D’autres opérations ont également été menées, notamment pour destituer directement certaines plates-formes d’attaques, notamment l’opération « Cronos », en début d’année, contre la plate-forme de ransomware LockBit, l’opération « Endgame », en milieu d’année, contre les outils servant de points d’entrée sur les machines victimes, ou plus récemment le démantèlement de nombreuses plates-formes DDoS avec l’opération « PowerOff » (6).
Toutefois, la collaboration reste souvent circonscrite à des blocs étatiques partageant des valeurs similaires, et reste donc plutôt timide.
Dans le domaine de l’IA, on identifie encore peu de collaborations entre éditeurs de logiciels de pays différents. Même si certaines dynamiques émergent, la coopération internationale reste freinée par des enjeux de compétition économique et technologique. Par exemple, bien que la Chine dispose de laboratoires d’IA aux États-Unis, cette collaboration reste limitée. Garde tes amis près de toi, mais tes ennemis encore plus… En Europe, malgré de multiples démarches et actions engagées sur le quantique, les divisions internes compliquent l’émergence d’une véritable coopération supranationale. L’IA est aujourd’hui devenue un effet de mode. Chaque acteur veut sa part du gâteau, notamment en raison du réel avantage stratégique qu’elle peut fournir car, rappelons-le, nous ne sommes qu’aux prémices de cette technologie.
Mais l’Europe peut-elle être l’espace de collaboration technologique attendu ? Patrick Bellouard, ancien président d’EuroDéfense, rappelle que la souveraineté et la solidarité ne sont pas incompatibles, mais doivent être combinées pour relever certains défis. Tel est le propre du défi européen. Aujourd’hui, l’UE avance difficilement, avec des États fortement divisés et ce dans tous les domaines. Toutefois, se distingue récemment une certaine collaboration entre acteurs concernant l’IA avec le vote de l’IA Act, en faveur d’une réglementation inédite pour réguler l’usage de cette nouvelle technologie et qui viendra du moins « embêter » les Américains.
L’avenir du cyberespace repose sur la capacité des acteurs à coopérer et à créer des structures communes et des champions européens, précise le député Philippe Latombe (7). Si la coopération reste timide, elle est néanmoins essentielle pour faire face à des menaces qui ne connaissent pas de frontières.
Notes
(1) Stéphane Taillat, « Le cyberespace et la conflictualité internationale », dans La Cyberdéfense, politique de l’espace numérique, Armand Colin, 2018.

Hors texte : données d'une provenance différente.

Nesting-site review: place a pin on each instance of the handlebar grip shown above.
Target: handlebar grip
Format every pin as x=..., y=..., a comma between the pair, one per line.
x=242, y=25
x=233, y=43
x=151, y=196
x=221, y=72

(2) L’ICANN (Internet corporation for assigned names and numbers), l’IETF (Internet engineering task force) et le WWWC (World wide web consortium) sont clairement des structures états-uniennes malgré leur composition internationale. Voir Sébastien-Yves Laurent, « Ce que le Cyber (ne) fait (pas) aux Relations internationales », Études internationales (Québec), vol. 51, 2020, p. 209-234.
(3) Julien Nocetti, « Intelligence artificielle : “le grand bond en avant” de la Chine », dans La Cyberdéfense, politique de l’espace numérique, op. cit.
(4) Clara Petit, Xavier Rousseau, « Les grandes tendances cyber pour 2025 », DefTech, n°12, janvier 2025.
(5) Emmanuel Meneut, « Le rêve chinois de la puissance est un défi global pour la sécurité internationale : le cas de la cybersécurité », Monde chinois, n° 41, 2015, p. 44-55.
(6) Clara Petit, Xavier Rousseau, « Les grandes tendances cyber pour 2025 », DefTech, n°12, janvier 2025.